In the US, we have a tremendous amount of national debt. We're borrowing more to pay the interest on our debts. 

This devalues the currency. Venezuela specifically is a mess not only because of it's failed government and the administration and allocation of resources but also because of the sanctions placed on them by powerful nations, mainly US. How does the country with the largest oil reserves in the world crumble economically? 

I can't imagine the US ever ending up in that state, but you just never know. History has a way of repeating itself. The Great Depression was a terrible time for our country. 

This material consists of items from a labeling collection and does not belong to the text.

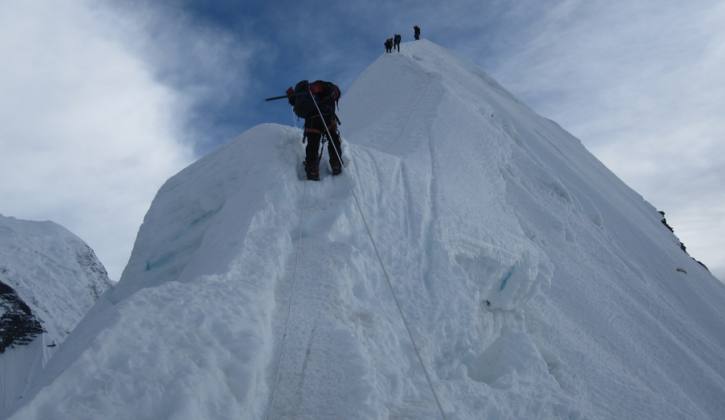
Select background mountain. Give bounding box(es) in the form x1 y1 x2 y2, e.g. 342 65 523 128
11 41 725 420
0 215 111 415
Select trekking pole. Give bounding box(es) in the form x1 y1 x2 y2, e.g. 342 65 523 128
307 85 347 169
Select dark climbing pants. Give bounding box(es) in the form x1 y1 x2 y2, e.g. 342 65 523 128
305 115 342 169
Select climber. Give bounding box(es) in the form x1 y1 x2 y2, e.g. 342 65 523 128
287 80 343 181
393 34 403 52
383 38 393 52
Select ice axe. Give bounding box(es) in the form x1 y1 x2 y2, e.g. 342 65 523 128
264 95 287 102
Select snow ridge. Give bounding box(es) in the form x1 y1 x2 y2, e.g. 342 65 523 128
0 215 111 416
11 41 725 420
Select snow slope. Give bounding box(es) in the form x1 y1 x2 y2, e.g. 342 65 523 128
7 41 725 420
0 215 110 416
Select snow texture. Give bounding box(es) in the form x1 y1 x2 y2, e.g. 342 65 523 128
7 41 725 420
0 215 111 416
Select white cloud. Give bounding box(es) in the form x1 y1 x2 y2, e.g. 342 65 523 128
0 1 193 279
486 0 725 279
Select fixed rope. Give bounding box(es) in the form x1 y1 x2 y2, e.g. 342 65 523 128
307 87 447 420
264 147 307 420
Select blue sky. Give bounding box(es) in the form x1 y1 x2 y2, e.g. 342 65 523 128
0 0 725 278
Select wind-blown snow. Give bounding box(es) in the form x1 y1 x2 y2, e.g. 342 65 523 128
7 41 725 419
0 215 110 416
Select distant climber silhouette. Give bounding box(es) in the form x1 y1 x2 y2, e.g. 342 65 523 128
287 80 342 181
383 38 393 52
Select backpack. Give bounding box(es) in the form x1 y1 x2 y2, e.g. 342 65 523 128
292 80 340 119
292 80 317 118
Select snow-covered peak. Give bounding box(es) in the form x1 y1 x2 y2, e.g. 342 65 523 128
13 41 725 420
0 215 111 344
0 215 110 417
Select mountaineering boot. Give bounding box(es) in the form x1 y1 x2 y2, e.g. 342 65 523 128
305 160 320 181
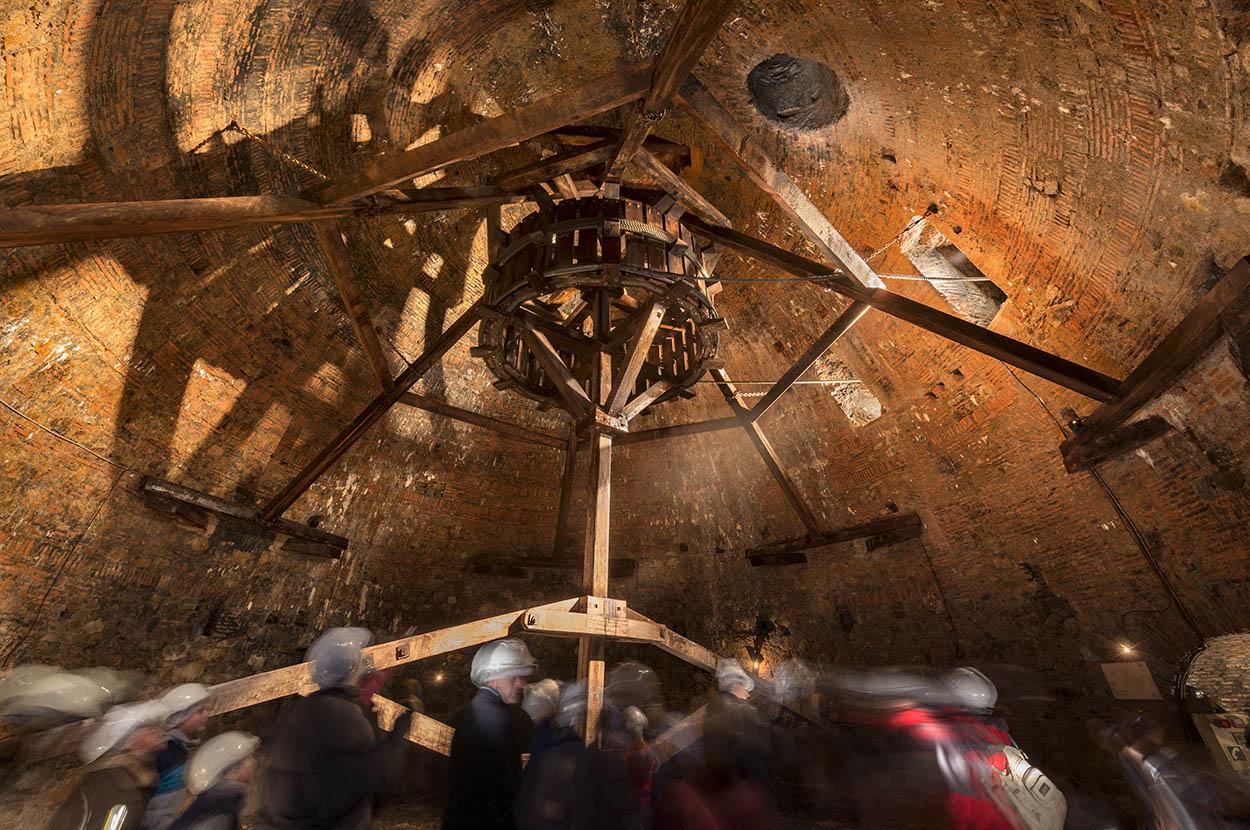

The US does have a tremendous amount of national debt. The debt to GDP ratio in the US is around 107%, though I'm not entirely sure that includes long-term debt such as social security and medicare. However, it is all relative to the rest of the world; in particular to specific countries who are economic challengers. China, for example, has a debt to GDP ratio near 300%. Japan: around 250%. It could be argued that Europe is in a worse mess than all the aforementioned.

Regarding Venezuela, they relied on oil to fund their corrupt, socialist policies. When OPEC declared a price war in oil against the US by glutting the market with product, the US became very efficient in extracting oil products through fracking (10 years ahead of most countries in the tech), and Venezuela collapsed from low prices. Now, the US is a net exporter of oil, enabling tremendous economic freedom from OPEC and the Middle East, especially since the US markets are diverse from oil, technologically mature and vast. It seems to me that the US is in a relatively strong position.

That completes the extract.